Sunday, 27 December 2015 16:48

11630

Date : 00.00.00

Name of the Patient : Abc Xyzoylmn / M / 30 yrs.
Referred by : Dr. Abc Xyzs.
Examination : M.R.I. of the Cervical Spine.

CLINICAL PROFILE :

H/O accidental injury in October 0000 with quadriplegia. Treated with traction and improved partially.
C/O weakness of grip on the right side, walks with crutches, low back pain, gait imbalance, more to the left and buckling of knees since then.

EXAMINATION :

M.R.I of the cervical spine was performed using the following parameters :

5 mm thick T1 Weighted and T2 Weighted sagittal images.

5 mm thick T1 Weighted and Fast Scan (T2 *) axial images.

OBSERVATION :

There is slight loss of water content of the cervical intervertebral discs.

A small postero-central protruded disc with peridiscal osteophytes is noted at the C2-C3 level.

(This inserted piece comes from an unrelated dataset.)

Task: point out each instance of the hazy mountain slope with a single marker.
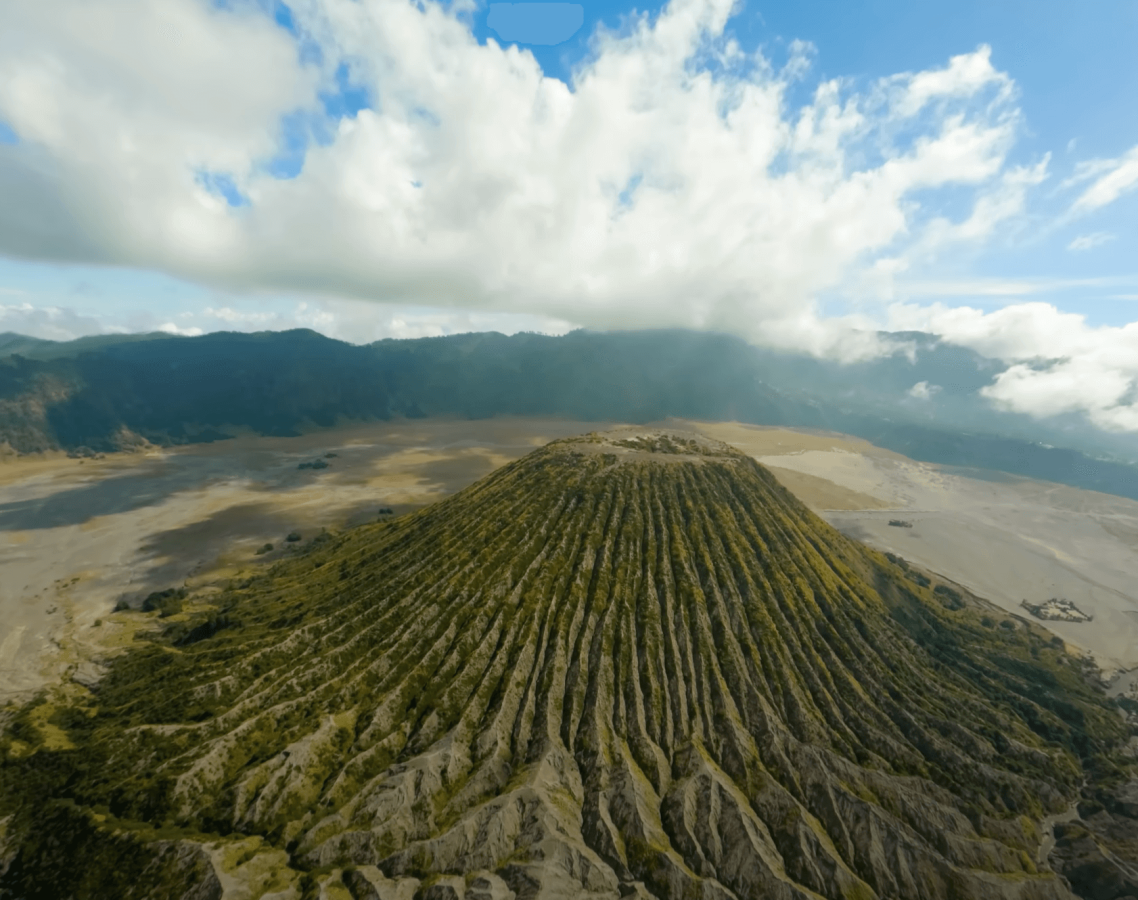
(187, 389)
(621, 666)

A small postero-central and right postero-lateral disc herniation with peridiscal osteophytes is noted at the C3-C4 level with right neural foraminal narrowing.

Small posterior peridiscal osteophytes are noted at the C4-C5 and C5-C6 levels.
Scan : 00000


There is a focal hypointense signal on the T1 Weighted images in the cervical spinal cord at the C3-C4 level. This lesion appears hyperintense on the T2 Weighted and Fast Scan (T2 *) images and represents an area of myelomalacia ? the sequelae of previous cord contusion (past H/O cervical injury).

The cervical vertebral bodies show normal signal intensity. The joints of Luschka and the visualized pre and paravertebral soft tissues are unremarkable.

The atlanto-axial region and the cervico-medullary junction are unremarkable.

IMPRESSION :

1. A small postero-central protruded disc with peridiscal osteophytes at the C2-C3 level.

2. A small postero-central and right postero-lateral disc herniation with peridiscal osteophytes at the C3-C4 level.

3. Altered signal in the cervical spinal cord at the C3-C4 level which may represent an area of myelomalacia ? the sequelae of previous cord contusion (past H/O cervical injury).